National Pension System (NPS): Launched in 2004, NPS replaced OPS for new employees and introduced a funded, defined contribution regime. Employees and employers contribute to a pooled fund, with investments in market-linked securities.
Unified Pension Scheme (UPS): Combines the defined benefits of OPS with the defined contribution mechanism of NPS. Employees contribute 10% of salary, and the government contributes 18.5%, with the government covering any shortfall between contributions and pension promises.
Reasons for the Change:
Pushback Against NPS: Government employees have expressed concerns over the lack of assured pension under NPS, leading to dissatisfaction among post-2004 employees retiring with lower benefits.
Electoral and Political Considerations: Opposition parties, particularly the Congress, promised a return to OPS in some states, increasing pressure on the government to address concerns.

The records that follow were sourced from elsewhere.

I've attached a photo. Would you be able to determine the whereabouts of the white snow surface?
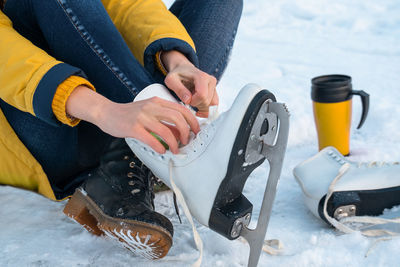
[0,0,400,266]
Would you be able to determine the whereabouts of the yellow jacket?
[0,0,197,200]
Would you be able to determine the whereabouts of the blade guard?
[240,102,289,267]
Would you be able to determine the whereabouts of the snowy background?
[0,0,400,266]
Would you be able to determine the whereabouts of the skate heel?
[209,194,253,240]
[63,189,104,235]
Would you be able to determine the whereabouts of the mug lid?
[311,74,352,103]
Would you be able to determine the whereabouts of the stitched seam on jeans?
[213,30,237,78]
[57,0,139,96]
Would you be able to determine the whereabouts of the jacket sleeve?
[102,0,198,78]
[0,11,88,125]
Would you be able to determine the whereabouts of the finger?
[190,73,211,111]
[210,90,219,106]
[164,73,192,104]
[156,108,190,144]
[145,120,179,154]
[161,122,180,140]
[157,98,200,133]
[209,76,219,106]
[196,76,218,118]
[132,128,166,154]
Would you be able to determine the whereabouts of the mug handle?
[351,90,369,129]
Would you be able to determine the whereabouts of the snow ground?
[0,0,400,266]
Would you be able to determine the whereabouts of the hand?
[66,86,200,154]
[161,50,219,118]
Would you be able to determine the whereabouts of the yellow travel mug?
[311,74,369,156]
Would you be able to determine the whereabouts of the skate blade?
[239,102,289,267]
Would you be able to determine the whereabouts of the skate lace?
[185,106,220,153]
[323,162,400,256]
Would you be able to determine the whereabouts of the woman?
[0,0,242,258]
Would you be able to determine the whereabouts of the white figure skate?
[126,84,289,266]
[293,147,400,225]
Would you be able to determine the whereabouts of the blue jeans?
[0,0,243,198]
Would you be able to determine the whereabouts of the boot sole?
[64,189,172,259]
[208,90,276,240]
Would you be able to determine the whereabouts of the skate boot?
[126,84,289,266]
[293,147,400,232]
[64,139,173,259]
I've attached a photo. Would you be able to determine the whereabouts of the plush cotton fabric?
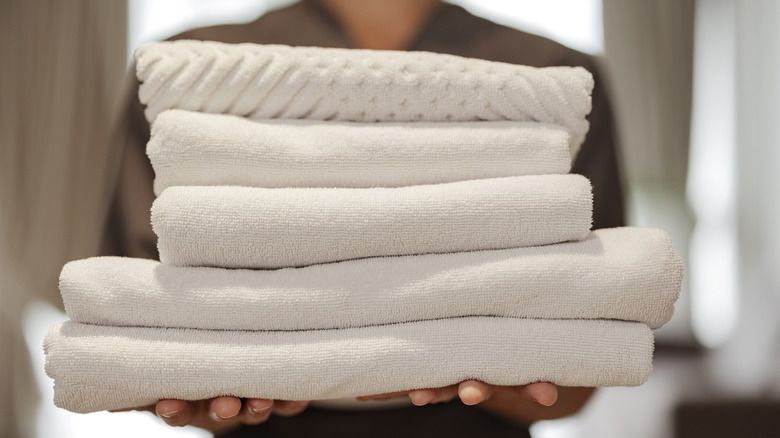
[60,228,682,330]
[44,317,653,412]
[147,110,571,195]
[152,175,592,268]
[135,41,593,148]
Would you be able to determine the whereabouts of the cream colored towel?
[44,317,653,412]
[60,228,683,330]
[147,110,571,195]
[135,41,593,149]
[152,175,592,268]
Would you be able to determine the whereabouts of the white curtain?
[0,0,127,437]
[603,0,695,344]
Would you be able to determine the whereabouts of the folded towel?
[152,174,592,268]
[147,110,571,195]
[135,41,593,144]
[44,317,653,412]
[60,228,683,330]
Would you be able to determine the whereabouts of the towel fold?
[147,110,571,195]
[44,317,653,412]
[60,228,683,330]
[152,174,592,268]
[135,40,593,148]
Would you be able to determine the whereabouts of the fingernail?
[409,391,430,406]
[209,412,238,421]
[249,400,273,414]
[160,409,181,420]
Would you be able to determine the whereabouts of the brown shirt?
[102,1,624,259]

Review by the Committee: In March 2023, Finance Minister Nirmala Sitharaman announced a review of NPS, balancing employees' aspirations with fiscal prudence.
The UPS is informed by this committee's findings.
Employee and State Reactions:
General Reception: Central government employees have broadly welcomed the UPS, seeing it as recognition of NPS issues.
However, there are concerns about the contributory aspects and lack of commutation options like the OPS.
Economists' Views: Economists are awaiting more details on the UPS's financial implications.
Assured pensions will add to the government’s committed expenditures, requiring adjustments in the fiscal consolidation roadmap.
Fiscal Impact: The immediate impact will include the additional 4.5% government contribution to UPS, with future payouts being higher but potentially manageable with increased revenue growth.
This adjustment is seen as comparable to Pay Commission revisions.
The shift to UPS reflects the government's response to employee concerns and political pressures, balancing the need for fiscal responsibility with the promise of assured pensions for government employees.